Restoring the BSR’s Magic Lantern


magiclantern3Our Magic Lantern is working again after over half a century of inactivity thanks to the generosity of The John R. Murray Charitable Trust. John and Ginnie Murray were our guests at the first slideshow held on Friday 4 September together with BSR residents and colleagues on this magical occasion.

We relived Thomas Ashby’s talk given in the BSR Library in 1910 (when we were still in the Palazzo Odescalchi in the centre of Rome) recounting his trip to Lampedusa, Lampione and Linosa in 1908 – one of the first archaeologists to explore these islands off Sicily – and we projected the very lantern slides he used to illustrate his talk, made from the photographs he took during the trip.

Library Assistant Francesca Deli was a natural when it came to operating the Magic Lantern.

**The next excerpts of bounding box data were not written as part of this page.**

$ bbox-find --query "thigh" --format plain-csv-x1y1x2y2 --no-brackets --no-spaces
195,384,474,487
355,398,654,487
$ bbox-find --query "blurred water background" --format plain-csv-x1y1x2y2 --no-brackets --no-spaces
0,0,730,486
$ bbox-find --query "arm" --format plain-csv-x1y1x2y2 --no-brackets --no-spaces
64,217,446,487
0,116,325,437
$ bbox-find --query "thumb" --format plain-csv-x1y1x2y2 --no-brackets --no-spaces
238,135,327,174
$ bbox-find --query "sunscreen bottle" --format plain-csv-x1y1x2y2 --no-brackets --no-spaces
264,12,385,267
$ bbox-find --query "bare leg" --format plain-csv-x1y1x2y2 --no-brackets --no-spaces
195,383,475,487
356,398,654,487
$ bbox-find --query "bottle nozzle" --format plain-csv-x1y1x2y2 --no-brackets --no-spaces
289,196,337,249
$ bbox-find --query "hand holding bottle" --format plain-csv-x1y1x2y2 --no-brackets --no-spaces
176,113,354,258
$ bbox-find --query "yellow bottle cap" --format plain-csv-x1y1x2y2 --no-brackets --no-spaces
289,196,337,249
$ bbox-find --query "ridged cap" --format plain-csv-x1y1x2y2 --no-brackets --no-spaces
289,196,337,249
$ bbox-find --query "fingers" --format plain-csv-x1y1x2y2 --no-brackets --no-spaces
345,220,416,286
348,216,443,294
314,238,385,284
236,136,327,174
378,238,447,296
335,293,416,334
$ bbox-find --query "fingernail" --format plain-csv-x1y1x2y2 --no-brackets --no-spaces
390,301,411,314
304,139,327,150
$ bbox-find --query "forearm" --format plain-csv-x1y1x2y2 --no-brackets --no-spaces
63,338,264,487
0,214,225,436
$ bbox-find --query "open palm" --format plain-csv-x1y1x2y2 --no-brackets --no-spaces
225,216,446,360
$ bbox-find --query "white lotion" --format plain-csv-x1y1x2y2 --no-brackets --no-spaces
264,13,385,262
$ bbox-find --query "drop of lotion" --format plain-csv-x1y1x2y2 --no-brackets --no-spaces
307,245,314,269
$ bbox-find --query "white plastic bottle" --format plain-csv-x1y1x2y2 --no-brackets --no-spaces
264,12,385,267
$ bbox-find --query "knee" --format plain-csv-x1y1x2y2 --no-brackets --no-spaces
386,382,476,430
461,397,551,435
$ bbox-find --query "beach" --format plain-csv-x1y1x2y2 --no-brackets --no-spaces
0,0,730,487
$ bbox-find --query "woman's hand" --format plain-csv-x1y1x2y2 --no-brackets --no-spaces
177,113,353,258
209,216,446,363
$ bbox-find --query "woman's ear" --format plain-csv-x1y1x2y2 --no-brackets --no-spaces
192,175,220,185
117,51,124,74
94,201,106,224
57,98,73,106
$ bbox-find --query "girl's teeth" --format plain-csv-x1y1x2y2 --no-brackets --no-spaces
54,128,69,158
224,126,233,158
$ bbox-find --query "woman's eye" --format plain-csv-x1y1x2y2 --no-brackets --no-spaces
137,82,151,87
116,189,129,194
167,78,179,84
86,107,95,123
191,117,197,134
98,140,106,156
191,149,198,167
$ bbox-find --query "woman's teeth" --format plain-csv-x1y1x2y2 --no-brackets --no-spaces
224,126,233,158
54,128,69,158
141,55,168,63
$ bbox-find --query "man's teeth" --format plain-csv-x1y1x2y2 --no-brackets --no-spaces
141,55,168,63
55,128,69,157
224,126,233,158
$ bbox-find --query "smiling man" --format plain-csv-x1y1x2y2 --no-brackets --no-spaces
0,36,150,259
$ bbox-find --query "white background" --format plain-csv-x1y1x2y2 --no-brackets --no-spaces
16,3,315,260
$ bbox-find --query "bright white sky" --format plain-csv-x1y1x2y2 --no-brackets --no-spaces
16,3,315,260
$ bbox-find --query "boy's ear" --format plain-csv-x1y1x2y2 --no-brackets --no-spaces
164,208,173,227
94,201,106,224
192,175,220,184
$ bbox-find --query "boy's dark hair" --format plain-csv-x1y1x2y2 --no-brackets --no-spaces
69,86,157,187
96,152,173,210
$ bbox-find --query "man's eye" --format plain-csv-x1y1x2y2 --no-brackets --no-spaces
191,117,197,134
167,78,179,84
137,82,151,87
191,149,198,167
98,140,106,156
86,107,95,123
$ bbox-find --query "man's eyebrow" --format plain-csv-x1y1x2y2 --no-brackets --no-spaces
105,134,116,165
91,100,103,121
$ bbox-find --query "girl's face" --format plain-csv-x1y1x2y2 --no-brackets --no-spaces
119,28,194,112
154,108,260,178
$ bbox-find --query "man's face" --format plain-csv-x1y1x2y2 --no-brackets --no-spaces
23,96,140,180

Times were certainly different then. Ashby tells us that the late Admiral The Hon. Sir Assheton Curzon-Howe, at that time the Commander-in-Chief of the Mediterranean fleet, was good enough to place a destroyer, H.M.S. ‘Banshee’, at their disposal for the purpose of a safe arrival on the islands. The lantern slides show these islands as they were at the beginning of the 20th century and, side by side, we projected images of the same places today.


We were also able to illustrate ‘then’ and ‘now’ by presenting our new website (at the moment closed access) which includes material from our latest research project, directed by Guido Petruccioli, on the archive of John Marshall, the purchasing agent in Italy for classical antiquities for both the Museum of Fine Arts in Boston and later the Metropolitan Museum of Art, New York. Friend and colleague of Edward Perry Warren (of the British Museum’s Warren cup fame) he lived in Rome and was a Member of the BSR. He died in 1928 and in his will left us his Library and Archive, which includes photographs of the works of art offered to him for sale as well as his card-file, documents and letters.


One of John Marshall’s photographs, ‘Girl with Doves’, projected simultaneously from laptop and lantern.

We have some lantern slides of Marshall’s photos that Eugénie Strong, Assistant Director to Ashby, probably used in her lectures and one of them shows a mid-5th century BC relief found on Paros in 1785 of a little girl with two doves. Project Director Guido discovered the following interesting information from Bernard Ashmole’s autobiography (he was BSR Director after Ashby and a friend of Marshall). He writes that the owner of the relief, Lord Yarborough from Brocklesby in Lincolnshire, offered it to the British Museum but they declined as it was too expensive. He then offered it to the Metropolitan Museum New York for which Marshall was acting as agent. Ashmole writes:

Now it so happened that not long before, I had visited Brocklesby independently, and had studied the Girl with Doves, which was their chief treasure. Marshall asked me about it and I told him all I knew although I did not realise that the Metropolitan was actually negotiating. When they finally made the purchase Marshall proposed that they should make me some sort of return for the information I had given. I said this was quite impossible but that if he liked, a gift could be made to the School. In this way it was possible to pay for a new fountain basin in the middle of the courtyard, four travertine seats about it and a fountain in the centre consisting of a square basin resting on a large rectangular block of travertine on which I asked John Skeaping to carve reliefs.’

So, it’s thanks to a little girl and two doves that we have the fountain in our courtyard today.


Cortile fountain designed by John Skeaping. Photograph by Angela Catlin.

We also invited Sig. Antonio Di Carlo, who with great care and expertise gradually and lovingly cleaned, repaired and restored our magic lantern, which dates to the early 1900s. It was in a pretty bad state – the heat from the lights had damaged the wood internally, in fact there were signs of burning, and it had been lined with asbestos at some point, aesthetically it was very ugly as parts had been replaced over the years and some parts were missing including the caminetto (which in the past really had the same role as a chimney) which Sig. Antonio had to construct from scratch as the original is missing.

Antonio Di Carlo (centre) explaining the Magic Lantern’s hidden secrets to John Murray (right).

We were able to reveal that the ‘anonymous donors’ of the Magic Lantern to the BSR were probably Dora and Agnes Bulwer, friends of Ashby and photographers themselves, the daughters of Archibald Bulwer, who is remembered on the brass plaque.

Dora (or Agnes?) Bulwer. Image courtesy of BSR Photographic Archive, Dora & Agnes Bulwer Collection, dab-misc.52.

Soon the beautifully restored Magic Lantern will be on display in the entrance hall for all to admire. Thank you John and Ginnie from us all!